Gosto muito do humor do texto, que não é nada óbvio. Muito pelo contrário: é obscuro e surpreendente. A comicidade do texto flerta com a poesia e não dispensa a inteligência do espectador. Você nunca sabe o que está por vir. E é constantemente surpreendido por viradas dramáticas e tiradas cômicas. É uma montanha russa.

Você fica incomodado por ser tão diretamente ligado ao Porta dos Fundos na memória coletiva, de modo que, possivelmente, algumas pessoas não te levem a sério?

Não me incomoda porque me identifico muito com o humor do Porta dos Fundos, que é um tipo de humor que é pra ser levado a sério.

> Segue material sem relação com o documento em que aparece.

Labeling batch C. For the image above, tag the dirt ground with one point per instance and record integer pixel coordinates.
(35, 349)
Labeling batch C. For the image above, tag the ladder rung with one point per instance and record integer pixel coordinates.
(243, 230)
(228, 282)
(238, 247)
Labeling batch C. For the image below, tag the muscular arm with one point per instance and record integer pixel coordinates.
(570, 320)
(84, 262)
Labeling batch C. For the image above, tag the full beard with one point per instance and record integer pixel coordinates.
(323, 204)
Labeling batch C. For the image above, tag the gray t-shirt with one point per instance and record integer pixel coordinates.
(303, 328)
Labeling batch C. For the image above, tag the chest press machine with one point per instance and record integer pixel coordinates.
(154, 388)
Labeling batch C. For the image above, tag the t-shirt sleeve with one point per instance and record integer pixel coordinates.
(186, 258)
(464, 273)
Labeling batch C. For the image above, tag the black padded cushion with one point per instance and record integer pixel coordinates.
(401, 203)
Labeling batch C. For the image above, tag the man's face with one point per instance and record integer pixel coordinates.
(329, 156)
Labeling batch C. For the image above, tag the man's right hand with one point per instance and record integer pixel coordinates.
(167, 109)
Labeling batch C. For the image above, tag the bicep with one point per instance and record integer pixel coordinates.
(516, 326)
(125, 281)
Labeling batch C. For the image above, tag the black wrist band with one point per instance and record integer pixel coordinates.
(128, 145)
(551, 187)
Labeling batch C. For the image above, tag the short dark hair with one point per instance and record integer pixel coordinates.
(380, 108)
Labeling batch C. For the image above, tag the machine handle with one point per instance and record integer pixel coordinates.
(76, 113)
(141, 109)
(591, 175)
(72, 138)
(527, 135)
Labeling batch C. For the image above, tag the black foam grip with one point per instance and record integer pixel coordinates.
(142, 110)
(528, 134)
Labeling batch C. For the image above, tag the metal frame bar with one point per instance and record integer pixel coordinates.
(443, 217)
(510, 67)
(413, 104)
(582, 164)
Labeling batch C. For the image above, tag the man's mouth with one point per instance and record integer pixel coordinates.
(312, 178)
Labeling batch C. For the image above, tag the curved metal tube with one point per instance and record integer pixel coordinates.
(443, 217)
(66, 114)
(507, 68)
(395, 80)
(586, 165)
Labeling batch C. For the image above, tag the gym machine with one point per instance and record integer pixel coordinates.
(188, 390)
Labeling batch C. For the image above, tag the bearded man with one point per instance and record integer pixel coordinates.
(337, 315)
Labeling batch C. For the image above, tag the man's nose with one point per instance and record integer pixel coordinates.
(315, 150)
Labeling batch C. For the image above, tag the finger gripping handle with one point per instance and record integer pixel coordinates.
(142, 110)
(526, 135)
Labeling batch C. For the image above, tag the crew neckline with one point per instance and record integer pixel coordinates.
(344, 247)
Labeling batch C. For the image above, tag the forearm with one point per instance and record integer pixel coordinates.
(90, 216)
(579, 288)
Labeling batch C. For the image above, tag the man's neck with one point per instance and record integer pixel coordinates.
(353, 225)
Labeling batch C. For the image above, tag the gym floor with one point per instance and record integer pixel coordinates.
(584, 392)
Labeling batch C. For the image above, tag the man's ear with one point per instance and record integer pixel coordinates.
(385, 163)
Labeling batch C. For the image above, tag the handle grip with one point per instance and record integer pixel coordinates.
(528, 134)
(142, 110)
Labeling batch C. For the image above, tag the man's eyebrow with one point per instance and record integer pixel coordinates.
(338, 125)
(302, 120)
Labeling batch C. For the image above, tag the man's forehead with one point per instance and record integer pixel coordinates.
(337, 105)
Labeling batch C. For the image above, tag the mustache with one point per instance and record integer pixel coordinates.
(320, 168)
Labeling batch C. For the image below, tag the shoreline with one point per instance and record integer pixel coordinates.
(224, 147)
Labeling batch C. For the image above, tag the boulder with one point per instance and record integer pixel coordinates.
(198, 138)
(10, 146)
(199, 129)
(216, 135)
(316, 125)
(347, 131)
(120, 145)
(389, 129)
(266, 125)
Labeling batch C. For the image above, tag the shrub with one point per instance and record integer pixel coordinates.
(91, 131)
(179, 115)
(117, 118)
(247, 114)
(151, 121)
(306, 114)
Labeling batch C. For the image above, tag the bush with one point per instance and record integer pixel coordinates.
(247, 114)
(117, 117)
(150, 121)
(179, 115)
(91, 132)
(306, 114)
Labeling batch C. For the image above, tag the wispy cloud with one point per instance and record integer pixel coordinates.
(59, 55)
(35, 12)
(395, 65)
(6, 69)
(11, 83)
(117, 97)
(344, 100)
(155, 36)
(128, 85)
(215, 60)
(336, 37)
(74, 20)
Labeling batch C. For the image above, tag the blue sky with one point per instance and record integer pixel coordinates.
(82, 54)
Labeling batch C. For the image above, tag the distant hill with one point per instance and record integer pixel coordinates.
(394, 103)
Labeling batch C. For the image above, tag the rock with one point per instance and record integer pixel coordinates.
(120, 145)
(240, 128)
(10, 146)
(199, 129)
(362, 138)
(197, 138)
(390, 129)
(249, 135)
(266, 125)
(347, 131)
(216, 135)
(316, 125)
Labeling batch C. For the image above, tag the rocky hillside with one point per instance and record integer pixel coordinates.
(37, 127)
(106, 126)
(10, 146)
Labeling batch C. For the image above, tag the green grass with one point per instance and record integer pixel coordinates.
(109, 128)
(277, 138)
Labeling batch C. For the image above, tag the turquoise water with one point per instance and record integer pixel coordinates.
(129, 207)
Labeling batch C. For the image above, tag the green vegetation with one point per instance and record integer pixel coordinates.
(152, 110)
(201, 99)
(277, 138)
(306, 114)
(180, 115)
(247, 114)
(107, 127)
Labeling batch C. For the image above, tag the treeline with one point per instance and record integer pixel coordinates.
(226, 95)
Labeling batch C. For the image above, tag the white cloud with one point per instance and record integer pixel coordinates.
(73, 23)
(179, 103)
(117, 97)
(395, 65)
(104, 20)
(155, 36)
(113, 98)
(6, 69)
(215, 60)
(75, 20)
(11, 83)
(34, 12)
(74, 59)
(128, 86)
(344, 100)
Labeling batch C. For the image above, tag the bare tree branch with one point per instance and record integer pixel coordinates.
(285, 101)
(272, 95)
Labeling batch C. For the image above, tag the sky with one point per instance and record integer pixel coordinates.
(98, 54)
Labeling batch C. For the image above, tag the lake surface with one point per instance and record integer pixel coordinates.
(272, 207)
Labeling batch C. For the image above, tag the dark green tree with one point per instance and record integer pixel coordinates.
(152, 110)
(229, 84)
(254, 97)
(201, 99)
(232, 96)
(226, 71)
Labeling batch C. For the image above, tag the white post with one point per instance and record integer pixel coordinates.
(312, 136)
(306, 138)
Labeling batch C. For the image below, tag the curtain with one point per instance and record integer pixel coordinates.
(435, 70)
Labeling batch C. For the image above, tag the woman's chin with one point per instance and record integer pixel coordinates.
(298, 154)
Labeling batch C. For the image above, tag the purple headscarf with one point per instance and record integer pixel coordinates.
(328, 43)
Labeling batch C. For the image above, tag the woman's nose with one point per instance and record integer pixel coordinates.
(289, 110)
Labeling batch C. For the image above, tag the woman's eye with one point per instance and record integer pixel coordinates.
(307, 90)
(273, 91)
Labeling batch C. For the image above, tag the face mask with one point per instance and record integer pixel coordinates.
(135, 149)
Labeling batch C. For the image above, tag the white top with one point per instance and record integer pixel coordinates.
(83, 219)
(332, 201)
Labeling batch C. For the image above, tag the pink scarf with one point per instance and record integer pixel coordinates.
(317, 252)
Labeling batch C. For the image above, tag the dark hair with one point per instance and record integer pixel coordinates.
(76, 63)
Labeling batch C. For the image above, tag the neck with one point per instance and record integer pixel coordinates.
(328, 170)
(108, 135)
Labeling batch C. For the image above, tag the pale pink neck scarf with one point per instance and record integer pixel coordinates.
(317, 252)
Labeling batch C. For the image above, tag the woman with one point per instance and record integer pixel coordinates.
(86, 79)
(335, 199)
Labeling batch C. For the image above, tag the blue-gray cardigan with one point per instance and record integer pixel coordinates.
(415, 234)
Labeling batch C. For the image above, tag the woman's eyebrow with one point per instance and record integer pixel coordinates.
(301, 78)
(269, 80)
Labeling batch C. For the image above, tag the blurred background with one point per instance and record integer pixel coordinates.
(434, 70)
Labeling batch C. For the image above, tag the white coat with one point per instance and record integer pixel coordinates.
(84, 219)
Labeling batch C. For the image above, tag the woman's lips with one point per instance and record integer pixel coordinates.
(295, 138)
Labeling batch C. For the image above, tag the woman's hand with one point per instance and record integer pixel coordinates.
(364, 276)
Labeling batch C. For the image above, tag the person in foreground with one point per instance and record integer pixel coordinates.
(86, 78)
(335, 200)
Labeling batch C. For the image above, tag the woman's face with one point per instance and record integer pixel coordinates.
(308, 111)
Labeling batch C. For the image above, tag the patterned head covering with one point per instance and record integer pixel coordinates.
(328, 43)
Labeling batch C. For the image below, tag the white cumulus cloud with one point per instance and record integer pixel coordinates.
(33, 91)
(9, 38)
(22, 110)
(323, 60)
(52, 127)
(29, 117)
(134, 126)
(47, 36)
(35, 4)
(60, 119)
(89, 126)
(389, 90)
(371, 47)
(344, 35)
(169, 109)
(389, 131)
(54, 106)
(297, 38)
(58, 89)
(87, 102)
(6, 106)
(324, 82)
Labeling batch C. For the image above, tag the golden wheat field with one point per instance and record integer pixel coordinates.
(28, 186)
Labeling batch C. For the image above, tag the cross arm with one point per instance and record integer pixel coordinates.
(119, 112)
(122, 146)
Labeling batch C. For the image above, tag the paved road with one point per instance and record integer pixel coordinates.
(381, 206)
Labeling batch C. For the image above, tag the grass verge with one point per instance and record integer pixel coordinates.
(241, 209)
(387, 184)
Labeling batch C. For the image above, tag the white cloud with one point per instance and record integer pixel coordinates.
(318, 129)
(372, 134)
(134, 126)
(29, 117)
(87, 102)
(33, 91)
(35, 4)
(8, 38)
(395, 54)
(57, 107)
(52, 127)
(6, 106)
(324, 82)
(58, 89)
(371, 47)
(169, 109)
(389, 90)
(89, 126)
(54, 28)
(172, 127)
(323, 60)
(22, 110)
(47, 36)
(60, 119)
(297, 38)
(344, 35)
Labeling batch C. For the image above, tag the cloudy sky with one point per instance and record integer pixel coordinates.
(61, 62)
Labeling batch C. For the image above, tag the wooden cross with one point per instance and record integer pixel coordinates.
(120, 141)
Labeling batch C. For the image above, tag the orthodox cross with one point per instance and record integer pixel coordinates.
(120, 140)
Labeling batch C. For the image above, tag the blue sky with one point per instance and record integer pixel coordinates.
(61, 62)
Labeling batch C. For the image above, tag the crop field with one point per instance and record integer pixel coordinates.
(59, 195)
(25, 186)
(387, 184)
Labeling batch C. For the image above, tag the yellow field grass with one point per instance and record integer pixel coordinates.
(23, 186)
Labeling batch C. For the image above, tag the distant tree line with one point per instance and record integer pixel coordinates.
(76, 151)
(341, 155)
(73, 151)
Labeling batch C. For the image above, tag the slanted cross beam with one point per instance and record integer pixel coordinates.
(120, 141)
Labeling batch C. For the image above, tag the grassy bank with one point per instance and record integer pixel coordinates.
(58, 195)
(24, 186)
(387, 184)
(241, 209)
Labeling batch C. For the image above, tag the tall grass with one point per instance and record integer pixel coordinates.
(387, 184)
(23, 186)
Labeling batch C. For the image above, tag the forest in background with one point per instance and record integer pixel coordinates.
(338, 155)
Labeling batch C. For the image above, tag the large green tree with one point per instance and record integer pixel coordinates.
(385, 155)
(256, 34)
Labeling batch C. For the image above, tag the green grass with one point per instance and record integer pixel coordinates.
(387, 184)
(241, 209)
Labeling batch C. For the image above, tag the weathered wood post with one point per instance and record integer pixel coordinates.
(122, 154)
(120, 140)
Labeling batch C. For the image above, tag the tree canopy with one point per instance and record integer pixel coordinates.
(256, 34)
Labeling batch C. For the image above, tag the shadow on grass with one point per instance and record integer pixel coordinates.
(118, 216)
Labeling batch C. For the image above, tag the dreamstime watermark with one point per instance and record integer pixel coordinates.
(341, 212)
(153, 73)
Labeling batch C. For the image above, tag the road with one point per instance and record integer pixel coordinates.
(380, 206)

Não há, no Porta, assim como nessa peça, a busca pela comicidade pura, que alguns chamam equivocadamente de riso fácil (não é nada fácil arrancar risos da plateia). Não há nada de errado com esse riso fácil. No entanto o Porta, assim como essa peça, tenta fazer rir e, ao mesmo tempo, provocar reflexões. O humor é a melhor maneira de abalar as certezas e os preconceitos do espectador.